A nurse is working with an older client who has had diarrhea for the past week and is dehydrated. The nurse understands that older clients are especially at risk for potential complications with diarrhea due to which of the following factors?

Higher fat-to-lean muscle ratio

The nurse assigns a nursing diagnosis of fluid volume deficit to an older adult client diagnosed with severe dehydration. Her vital signs are P 120, BP 84/52, respirations 24, and temperature 37.4°C (99.3°F;). Which of the following interventions is appropriate for this client?

Monitor pulse and blood pressure every 15 minutes until stable

You are assessing a patient for acute cholecystitis. What sign would you assess for?

Murphy sign

A client complains of abdominal pain that is worsened with alcohol ingestion. The nurse should suspect which of the following as the underlying cause?

Pancreatitis

A client comes to the emergency department complaining of pain in the right lower quadrant. Rebound tenderness is present and the nurse assesses the client for referred rebound experiences. The client experiences pain the right lower quadrant. The nurse interprets this as which of the following?

Positive Rovsing's sign

A client comes to the emergency department complaining of pain in the right lower quadrant. Rebound tenderness is present, and the nurse assesses the client for referred rebound experiences. The client experiences pain the right lower quadrant. How would the nurse document this finding?

Positive Rovsing's sign

The nurse is evaluating a new graduate's ability to perform a rebound tenderness test. The nurse identifies correct technique when the new graduate is observed pressing deeply at which abdominal location?

Right lower quadrant

During palpation of the client's abdomen, the nurse feels a prominent, nontender, pulsating 6-cm mass above the umbilicus. What action should the nurse take?

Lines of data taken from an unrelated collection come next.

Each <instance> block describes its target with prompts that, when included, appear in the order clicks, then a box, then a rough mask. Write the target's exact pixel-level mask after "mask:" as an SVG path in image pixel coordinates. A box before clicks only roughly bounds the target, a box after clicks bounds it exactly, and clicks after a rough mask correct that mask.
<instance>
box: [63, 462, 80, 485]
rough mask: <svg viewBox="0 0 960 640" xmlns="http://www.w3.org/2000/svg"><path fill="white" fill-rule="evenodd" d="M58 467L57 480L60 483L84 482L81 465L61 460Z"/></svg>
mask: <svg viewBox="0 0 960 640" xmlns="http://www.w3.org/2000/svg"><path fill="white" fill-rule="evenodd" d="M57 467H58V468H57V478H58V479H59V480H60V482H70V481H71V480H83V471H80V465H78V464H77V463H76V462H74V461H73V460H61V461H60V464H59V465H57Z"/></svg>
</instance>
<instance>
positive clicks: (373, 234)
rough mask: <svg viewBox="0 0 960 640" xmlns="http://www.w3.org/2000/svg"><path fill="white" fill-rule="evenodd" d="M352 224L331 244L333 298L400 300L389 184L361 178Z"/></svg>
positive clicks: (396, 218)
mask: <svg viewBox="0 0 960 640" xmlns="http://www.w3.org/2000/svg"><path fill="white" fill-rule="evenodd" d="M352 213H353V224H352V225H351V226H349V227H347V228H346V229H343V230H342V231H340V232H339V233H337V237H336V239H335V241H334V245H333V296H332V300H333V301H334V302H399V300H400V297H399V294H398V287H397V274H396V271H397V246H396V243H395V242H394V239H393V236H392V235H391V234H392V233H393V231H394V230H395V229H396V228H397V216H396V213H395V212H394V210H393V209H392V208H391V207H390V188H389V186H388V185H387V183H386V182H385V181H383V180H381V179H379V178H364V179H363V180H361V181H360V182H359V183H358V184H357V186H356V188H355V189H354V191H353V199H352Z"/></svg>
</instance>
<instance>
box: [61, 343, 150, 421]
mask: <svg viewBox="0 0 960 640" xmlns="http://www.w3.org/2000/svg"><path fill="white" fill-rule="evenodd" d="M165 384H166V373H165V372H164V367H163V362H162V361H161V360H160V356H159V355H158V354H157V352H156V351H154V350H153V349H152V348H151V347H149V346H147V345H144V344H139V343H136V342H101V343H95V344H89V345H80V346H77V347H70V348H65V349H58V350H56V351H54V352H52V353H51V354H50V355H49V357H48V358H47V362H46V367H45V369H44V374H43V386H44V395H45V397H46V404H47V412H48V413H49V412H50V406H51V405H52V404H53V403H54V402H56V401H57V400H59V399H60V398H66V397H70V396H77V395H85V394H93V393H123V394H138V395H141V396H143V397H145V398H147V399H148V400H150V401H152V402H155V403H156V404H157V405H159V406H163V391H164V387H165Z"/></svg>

Stop palpating and get medical assistance.

When inspecting the abdomen, which of the following client positions facilitates correct examination technique?

Supine with arms at sides or folded across chest

The nurse is planning to assess a client's abdomen. Which assessment technique should the nurse use after inspecting the area?

auscultation

While assessing an adult client's abdomen, the nurse observes that the client's umbilicus is deviated to the left. The nurse should refer the client to a physician for possible

masses

A client's abdominal muscles are tense when lying supine for an abdominal assessment. What should the nurse do to ensure the client's comfort during the assessment?

place a small pillow under the client's knees

To assess an adult client for possible appendicitis and a positive psoas sign, the nurse should

raise the client's right leg from the hip

A client visits the clinic because she experienced bright hematemesis yesterday. The nurse should refer the client to a physician because this symptom is indicative of

stomach ulcers.

The nurse is assessing a client with a bladder disorder. Where would the nurse expect the pain to be?